# Bolt and Cordcutting



## sjmaye (Aug 28, 2003)

Overall I have been happy with the Bolt. In purchasing the Bolt my ultimate goal is cordcutting. I really liked that I could use the bolt with Cable TV or antenna. This would facilitate that transition. 

The one problem I am having now is replacing some of the cable channels. Most of them have been locked up by the cable companies through deals with those cable channels. You have to be a cable subscriber to view the content. This sort of defeats my goal.

One of the few options to solve this is Sling TV. I have seen several posts on this, but it seems to be going nowhere. 
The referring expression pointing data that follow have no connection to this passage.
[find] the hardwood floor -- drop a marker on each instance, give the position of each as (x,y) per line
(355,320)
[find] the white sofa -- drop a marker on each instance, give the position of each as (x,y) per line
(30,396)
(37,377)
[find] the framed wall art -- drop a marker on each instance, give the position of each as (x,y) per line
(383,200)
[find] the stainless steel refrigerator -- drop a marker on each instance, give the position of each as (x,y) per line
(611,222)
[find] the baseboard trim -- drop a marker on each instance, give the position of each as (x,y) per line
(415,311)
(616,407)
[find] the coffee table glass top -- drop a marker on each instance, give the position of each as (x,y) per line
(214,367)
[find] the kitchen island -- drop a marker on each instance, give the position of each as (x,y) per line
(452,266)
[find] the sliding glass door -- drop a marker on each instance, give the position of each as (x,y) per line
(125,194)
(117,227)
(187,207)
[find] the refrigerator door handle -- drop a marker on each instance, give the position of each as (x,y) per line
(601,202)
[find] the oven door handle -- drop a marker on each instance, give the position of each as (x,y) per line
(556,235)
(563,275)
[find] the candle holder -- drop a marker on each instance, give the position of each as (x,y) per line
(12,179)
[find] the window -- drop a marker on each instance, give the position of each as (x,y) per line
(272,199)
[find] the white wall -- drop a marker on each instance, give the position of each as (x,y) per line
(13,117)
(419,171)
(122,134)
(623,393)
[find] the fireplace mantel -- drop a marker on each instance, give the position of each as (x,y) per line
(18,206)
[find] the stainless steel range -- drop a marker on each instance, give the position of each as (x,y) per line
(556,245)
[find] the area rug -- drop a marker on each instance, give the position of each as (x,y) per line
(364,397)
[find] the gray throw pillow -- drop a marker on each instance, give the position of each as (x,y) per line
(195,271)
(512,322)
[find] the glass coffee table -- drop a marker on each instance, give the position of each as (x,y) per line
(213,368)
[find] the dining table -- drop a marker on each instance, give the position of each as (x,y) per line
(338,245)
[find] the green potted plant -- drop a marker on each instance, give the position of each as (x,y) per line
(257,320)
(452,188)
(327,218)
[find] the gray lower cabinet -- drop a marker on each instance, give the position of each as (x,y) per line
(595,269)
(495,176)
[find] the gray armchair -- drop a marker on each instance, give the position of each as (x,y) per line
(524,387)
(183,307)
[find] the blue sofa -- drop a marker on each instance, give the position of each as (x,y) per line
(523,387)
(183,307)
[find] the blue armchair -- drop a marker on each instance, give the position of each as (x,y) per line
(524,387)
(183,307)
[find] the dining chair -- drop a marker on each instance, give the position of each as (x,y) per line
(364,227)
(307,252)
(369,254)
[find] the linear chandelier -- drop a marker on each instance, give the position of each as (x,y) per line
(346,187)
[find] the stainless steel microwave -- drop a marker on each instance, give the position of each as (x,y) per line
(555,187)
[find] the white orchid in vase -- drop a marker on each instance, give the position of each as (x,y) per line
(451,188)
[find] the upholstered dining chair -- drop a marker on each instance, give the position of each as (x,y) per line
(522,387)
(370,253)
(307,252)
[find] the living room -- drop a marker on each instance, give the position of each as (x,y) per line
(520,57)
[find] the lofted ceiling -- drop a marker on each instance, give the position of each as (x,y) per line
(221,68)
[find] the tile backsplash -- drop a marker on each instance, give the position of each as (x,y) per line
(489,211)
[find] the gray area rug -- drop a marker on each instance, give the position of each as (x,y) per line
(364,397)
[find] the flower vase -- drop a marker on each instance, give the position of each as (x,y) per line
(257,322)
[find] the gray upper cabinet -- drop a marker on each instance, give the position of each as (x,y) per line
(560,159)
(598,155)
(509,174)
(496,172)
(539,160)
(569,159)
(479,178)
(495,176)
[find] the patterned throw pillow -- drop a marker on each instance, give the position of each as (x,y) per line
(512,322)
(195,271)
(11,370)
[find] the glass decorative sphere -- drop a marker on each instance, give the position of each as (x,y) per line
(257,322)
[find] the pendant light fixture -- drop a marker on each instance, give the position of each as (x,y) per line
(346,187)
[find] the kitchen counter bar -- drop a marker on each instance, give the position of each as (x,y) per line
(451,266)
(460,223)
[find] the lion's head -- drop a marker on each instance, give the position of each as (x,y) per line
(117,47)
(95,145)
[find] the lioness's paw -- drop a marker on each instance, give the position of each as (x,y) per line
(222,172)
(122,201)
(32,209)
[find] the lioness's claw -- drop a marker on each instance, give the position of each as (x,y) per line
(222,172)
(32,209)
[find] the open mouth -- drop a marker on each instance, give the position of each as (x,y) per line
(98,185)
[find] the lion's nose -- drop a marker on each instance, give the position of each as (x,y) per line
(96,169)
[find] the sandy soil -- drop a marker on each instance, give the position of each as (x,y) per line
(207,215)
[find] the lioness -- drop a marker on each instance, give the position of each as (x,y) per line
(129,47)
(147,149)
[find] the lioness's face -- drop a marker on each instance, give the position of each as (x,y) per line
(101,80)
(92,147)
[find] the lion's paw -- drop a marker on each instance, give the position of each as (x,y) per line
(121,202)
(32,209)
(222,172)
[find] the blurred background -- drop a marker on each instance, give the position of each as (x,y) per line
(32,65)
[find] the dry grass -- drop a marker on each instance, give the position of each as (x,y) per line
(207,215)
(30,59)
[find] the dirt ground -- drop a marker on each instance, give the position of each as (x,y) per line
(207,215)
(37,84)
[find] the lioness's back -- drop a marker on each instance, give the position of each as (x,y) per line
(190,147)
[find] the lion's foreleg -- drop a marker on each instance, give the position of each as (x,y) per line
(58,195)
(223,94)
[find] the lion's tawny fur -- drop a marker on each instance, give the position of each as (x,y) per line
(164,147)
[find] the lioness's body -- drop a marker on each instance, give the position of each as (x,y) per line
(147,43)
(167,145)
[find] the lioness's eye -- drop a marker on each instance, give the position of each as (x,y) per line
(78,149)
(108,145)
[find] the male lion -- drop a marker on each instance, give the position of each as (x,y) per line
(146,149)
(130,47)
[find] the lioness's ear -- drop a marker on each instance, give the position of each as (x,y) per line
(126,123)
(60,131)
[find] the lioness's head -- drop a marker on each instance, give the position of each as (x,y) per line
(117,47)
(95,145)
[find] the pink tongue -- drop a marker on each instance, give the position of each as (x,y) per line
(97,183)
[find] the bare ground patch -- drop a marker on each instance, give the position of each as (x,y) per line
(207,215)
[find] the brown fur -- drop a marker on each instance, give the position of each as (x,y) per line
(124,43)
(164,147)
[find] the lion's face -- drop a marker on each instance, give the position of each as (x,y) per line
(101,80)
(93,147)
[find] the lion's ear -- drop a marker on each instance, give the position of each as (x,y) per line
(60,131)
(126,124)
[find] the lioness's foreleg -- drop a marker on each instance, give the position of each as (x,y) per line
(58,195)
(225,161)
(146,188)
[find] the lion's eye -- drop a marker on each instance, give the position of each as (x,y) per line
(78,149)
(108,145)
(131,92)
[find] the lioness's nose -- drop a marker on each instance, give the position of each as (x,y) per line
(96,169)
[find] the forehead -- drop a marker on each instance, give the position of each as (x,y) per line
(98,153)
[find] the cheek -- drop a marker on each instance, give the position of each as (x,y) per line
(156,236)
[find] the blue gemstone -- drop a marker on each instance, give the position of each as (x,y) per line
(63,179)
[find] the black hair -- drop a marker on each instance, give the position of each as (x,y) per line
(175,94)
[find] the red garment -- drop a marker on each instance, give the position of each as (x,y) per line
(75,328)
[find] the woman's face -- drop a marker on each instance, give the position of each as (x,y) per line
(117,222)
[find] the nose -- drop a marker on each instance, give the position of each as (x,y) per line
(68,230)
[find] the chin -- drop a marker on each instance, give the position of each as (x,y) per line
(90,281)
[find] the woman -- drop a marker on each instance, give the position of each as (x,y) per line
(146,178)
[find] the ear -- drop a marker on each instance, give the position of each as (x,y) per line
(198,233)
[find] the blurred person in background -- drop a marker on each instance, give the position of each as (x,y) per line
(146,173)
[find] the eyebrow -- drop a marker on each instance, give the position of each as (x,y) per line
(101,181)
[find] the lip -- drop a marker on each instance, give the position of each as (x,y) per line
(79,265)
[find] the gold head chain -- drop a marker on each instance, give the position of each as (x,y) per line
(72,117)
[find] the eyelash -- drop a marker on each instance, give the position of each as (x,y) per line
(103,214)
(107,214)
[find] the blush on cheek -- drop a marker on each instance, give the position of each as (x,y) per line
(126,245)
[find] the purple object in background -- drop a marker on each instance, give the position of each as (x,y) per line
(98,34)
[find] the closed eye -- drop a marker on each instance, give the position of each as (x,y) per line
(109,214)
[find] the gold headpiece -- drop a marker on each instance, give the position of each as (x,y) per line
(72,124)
Is there anything new about a SlingTV app for the Bolt?


----------



## atmuscarella (Oct 11, 2005)

No. If you want to access Sling TV or PlayStation Vue services you will need another device.


----------



## jth tv (Nov 15, 2014)

I do Not, at all, miss any of the channels I no longer get. I have Netflix. If things get dull, I subscribe to Netflix 3x DVD or Amazon Prime for a month or few. Which shows do you think you will miss ?


----------



## Chris Blount (Nov 1, 2003)

I had the same issue as far as cable shows. The trick is to look around on Amazon, Netflix or Hulu. Most of the time you can purchase an entire season of your favorite cable show for $15 on Amazon. Still a lot cheaper than cable or satellite. Also Hulu is a bargain for shows you can't get OTA.


----------



## aspexil (Oct 16, 2015)

Cord cutting for us means we no longer could watch English Premier League or a lot of the F1 races. SlingTV helped fill that void. 
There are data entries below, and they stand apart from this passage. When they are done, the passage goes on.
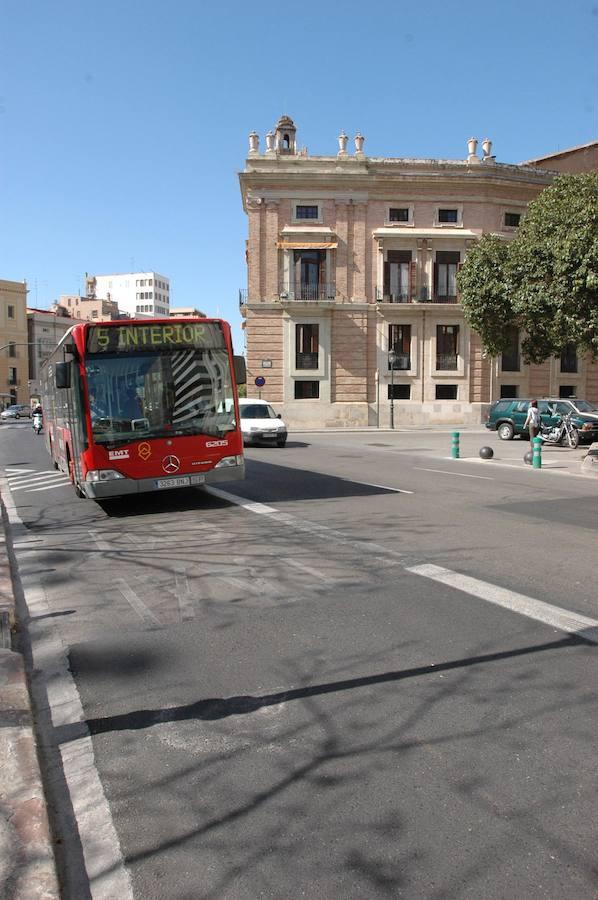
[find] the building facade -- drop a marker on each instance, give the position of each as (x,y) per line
(14,387)
(138,294)
(45,328)
(351,257)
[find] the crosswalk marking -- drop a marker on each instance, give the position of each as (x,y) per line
(30,481)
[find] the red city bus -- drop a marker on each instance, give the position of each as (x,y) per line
(144,405)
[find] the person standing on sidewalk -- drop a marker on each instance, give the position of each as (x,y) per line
(533,421)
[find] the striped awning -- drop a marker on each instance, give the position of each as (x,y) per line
(307,245)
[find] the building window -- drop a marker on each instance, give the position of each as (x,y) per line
(445,275)
(510,357)
(397,276)
(569,359)
(399,340)
(512,220)
(310,272)
(307,390)
(446,391)
(306,346)
(567,391)
(448,216)
(447,348)
(399,392)
(398,214)
(306,212)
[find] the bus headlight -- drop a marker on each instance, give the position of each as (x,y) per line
(95,475)
(229,461)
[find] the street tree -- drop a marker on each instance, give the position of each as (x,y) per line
(545,281)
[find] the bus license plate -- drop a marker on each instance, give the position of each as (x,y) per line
(182,481)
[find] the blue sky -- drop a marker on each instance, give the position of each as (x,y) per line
(123,124)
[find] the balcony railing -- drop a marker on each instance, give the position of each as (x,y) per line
(309,292)
(402,361)
(306,361)
(418,295)
(446,361)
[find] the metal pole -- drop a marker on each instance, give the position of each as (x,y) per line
(392,358)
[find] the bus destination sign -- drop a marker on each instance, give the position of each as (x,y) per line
(158,336)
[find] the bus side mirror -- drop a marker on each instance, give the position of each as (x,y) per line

There are rumors that DirecTV and Google are looking at coming out with competing services to SlingTV so hopefully with more competition in this space the selection of content will increase as the price decreases.


----------



## bonscott87 (Oct 3, 2000)

Playstation Vue is my advice. Sling TV is a bit cheaper but you don't get authorized for very many apps. Vue has authorization with pretty much every channel app out there that they carry. The wealth of VOD content in those apps is pretty amazing and you can even do Live TV in many of the apps (so take your choice of Live TV in the app or in the Vue app itself).
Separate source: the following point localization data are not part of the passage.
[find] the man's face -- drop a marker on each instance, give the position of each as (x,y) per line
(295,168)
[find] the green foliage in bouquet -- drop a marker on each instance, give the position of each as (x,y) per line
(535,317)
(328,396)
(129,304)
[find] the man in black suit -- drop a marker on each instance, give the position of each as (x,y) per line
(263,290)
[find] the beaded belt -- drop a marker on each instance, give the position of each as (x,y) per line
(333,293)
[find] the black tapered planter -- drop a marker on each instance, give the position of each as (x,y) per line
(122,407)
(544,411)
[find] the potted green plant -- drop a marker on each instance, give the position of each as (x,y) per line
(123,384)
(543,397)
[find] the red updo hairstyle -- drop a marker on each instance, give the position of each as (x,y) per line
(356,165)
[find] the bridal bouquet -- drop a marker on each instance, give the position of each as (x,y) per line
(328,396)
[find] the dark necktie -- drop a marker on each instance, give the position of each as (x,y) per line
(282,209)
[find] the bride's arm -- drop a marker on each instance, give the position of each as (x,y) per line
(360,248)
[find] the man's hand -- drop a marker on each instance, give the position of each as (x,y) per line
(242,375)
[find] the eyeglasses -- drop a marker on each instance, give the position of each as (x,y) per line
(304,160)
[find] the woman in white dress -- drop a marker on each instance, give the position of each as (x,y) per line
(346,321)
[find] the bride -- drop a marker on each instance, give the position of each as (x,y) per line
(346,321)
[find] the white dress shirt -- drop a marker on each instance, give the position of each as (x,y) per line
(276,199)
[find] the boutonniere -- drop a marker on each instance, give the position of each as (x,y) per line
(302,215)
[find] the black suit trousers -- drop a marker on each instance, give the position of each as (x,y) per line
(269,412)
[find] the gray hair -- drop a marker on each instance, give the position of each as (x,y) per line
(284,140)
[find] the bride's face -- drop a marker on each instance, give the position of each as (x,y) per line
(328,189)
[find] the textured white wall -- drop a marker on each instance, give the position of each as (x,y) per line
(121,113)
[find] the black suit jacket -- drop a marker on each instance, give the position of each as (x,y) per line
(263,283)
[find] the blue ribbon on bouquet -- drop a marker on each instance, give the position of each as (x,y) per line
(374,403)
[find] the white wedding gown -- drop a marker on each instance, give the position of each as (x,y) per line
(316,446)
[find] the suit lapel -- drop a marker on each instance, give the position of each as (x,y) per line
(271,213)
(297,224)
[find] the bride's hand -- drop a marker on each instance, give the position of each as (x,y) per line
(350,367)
Get yourself a FireTV or Roku and you'll be rocking.


----------



## jennifer (Dec 2, 2001)

I recommend Playstation Vue through the newest FireStick. The older Firesticks are very very slow with PlayStation Vue.


----------



## thyname (Dec 27, 2010)

I don't have either one, but everybody I know says that PS Vue is superior to Sling.

Especially on Amazon Fire Tv (not stick).

Additionally, PS Vue has a cloud DVR feature (I think available for 30 days from the time you "favorite" a show). Sling does not have any DVR feature.


----------



## mdavej (Aug 13, 2015)

Although PS Vue is far better than Sling TV, if you really want Sling, then sell your Bolt and get a Channel Master DVR+ (assuming you're OTA only). There is no subscription fee, and it has Sling TV built in.


----------



## Rkkeller (May 13, 2004)

Just use Kodi on a Firestick and its all free.


----------